Колян надавал советов, как продлить этот Рай в бесконечную перспективу.
– Жрите, сырые подсолнухи, тут за больницей растут, не мытые. Понос не будет прекращаться. Если бы не это, я бы уже неделю впахивал бы на стройке!
В палату прибежал какой-то блаженный пацаненок, с явными признаками олигофрении.
– Коль, а Коль! Тебя Таня зовет! Иди!
– Зачем?
– Хочет конфету дать.
– Сюда принеси!
– Зачем тебе здесь-то?
– Чтобы губы были сладкие!
Олигофренчик задумался, его вдруг осенило:
– Ты, что с ней целоваться собрался, сладкими губами?
– Да-да. Вали отсюда.
Дебильчик ускакал с перекошенной челюстью.
– Таня эта, -делился Николай: -ей всего 16 лет. Один раз затащил ее в подсолнухи… Теперь она за мной бегает, или брата-дебила подсылает.
– А ты? Неужели больше не хочешь? – удивился я, с откровением голодного волка.

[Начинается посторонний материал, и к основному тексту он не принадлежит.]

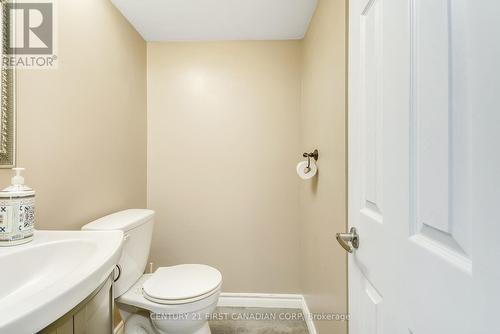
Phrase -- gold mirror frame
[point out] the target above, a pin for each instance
(7, 97)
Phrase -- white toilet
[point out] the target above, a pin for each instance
(173, 300)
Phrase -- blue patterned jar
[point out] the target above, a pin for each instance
(17, 212)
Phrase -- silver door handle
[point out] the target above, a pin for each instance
(349, 241)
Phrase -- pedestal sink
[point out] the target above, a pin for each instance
(42, 280)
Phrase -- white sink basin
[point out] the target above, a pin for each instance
(42, 280)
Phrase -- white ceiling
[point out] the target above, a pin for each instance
(186, 20)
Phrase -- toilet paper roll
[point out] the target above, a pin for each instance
(304, 173)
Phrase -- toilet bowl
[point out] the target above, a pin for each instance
(173, 300)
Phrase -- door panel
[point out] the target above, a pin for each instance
(424, 180)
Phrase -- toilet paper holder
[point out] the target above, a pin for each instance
(314, 155)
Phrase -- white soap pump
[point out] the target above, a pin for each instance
(17, 212)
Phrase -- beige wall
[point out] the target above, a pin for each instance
(323, 201)
(222, 145)
(82, 127)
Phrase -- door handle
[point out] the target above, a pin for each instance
(349, 241)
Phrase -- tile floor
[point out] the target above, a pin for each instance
(243, 320)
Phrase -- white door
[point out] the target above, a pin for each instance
(424, 166)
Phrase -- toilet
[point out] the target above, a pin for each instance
(173, 300)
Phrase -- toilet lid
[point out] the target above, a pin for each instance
(185, 281)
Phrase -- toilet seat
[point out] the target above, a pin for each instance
(182, 284)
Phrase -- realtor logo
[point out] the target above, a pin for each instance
(31, 41)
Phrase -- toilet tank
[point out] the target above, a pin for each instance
(137, 227)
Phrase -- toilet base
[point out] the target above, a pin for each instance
(141, 324)
(205, 329)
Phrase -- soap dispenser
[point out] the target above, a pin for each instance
(17, 212)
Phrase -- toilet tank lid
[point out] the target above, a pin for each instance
(122, 220)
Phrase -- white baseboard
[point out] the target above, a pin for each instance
(268, 300)
(265, 300)
(119, 328)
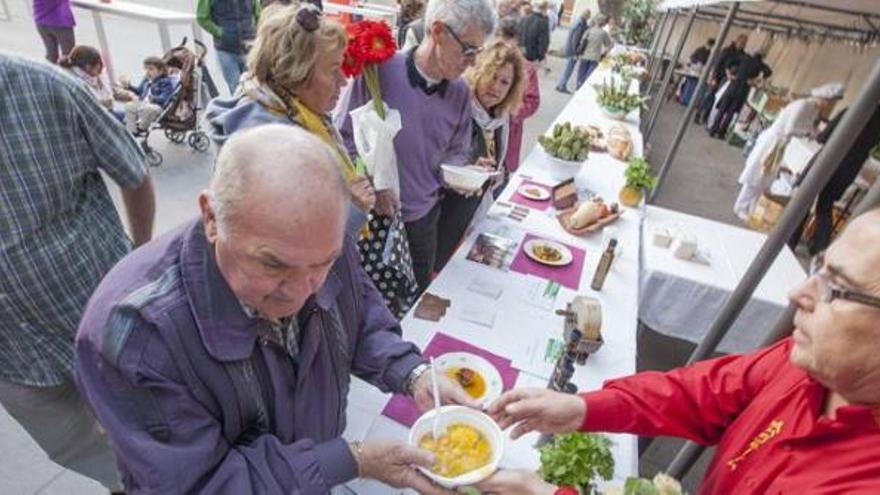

– Нее. Хоца-нет. Я теперь Светку-медсестру обхаживаю.
Мы лежали на койках и мечтали:
– Вот сейчас, позвать бы Светку и сказать: сестра, сестра (Колян жалобно заканючил) змея прополза…
– Ну и что, спросит она? – он сменил голос на визгливый женский.
– В член укусила!.. Нужно яд удалить!..
Мы начали падать с коек, Батыр ринулся за мелованную стеклянную дверь.
Но медсестра Света все поползновения Николая игнорировала.
Уроки татарского мата от Бори, не прошли бесследно. Я трещал на «ём» как сорока, к месту и не к месту. Однажды, во время просмотра ТВ, пожилая казашка осекла меня, сказав с укоризной:
– Молодой человек. Я же все понимаю. Сколько же можно ваш словесный понос слушать?!
Я извинился. Но тут же скаламбурил:
– ЗдОрово! Закончился понос простой, начался словесный!
Как-то утром, НиколЯ выпросил у своей Тани 4 рубля и заслал меня в магазин за вином. Я обул кирзовые тапки. Отворот больничной пижамы загнул так, чтобы закрыть клеймо «ИО». Спросил бойцов: -Похож я на гражданского, выскочившего, на минуту, из дома за сигаретами?
– Нет, скорее на шизА, сдёрнувшего с психушки. ГраждАне в вельветовых пижамах не бродят по улицам!
Выскочил из больницы через подсобку, втиснулся в щель в заборе. Голое поле до магазина. Глинистая стометровка. Несся по ней теряя шлепанцы.
В кассу, в «штучный», хвать бутылочку и ходу. Груз сунул в штаны, под резинку. «Портвейн Белый», по тем временам, вроде ликера «Амаретто» сейчас! Такая, вкусная гадость!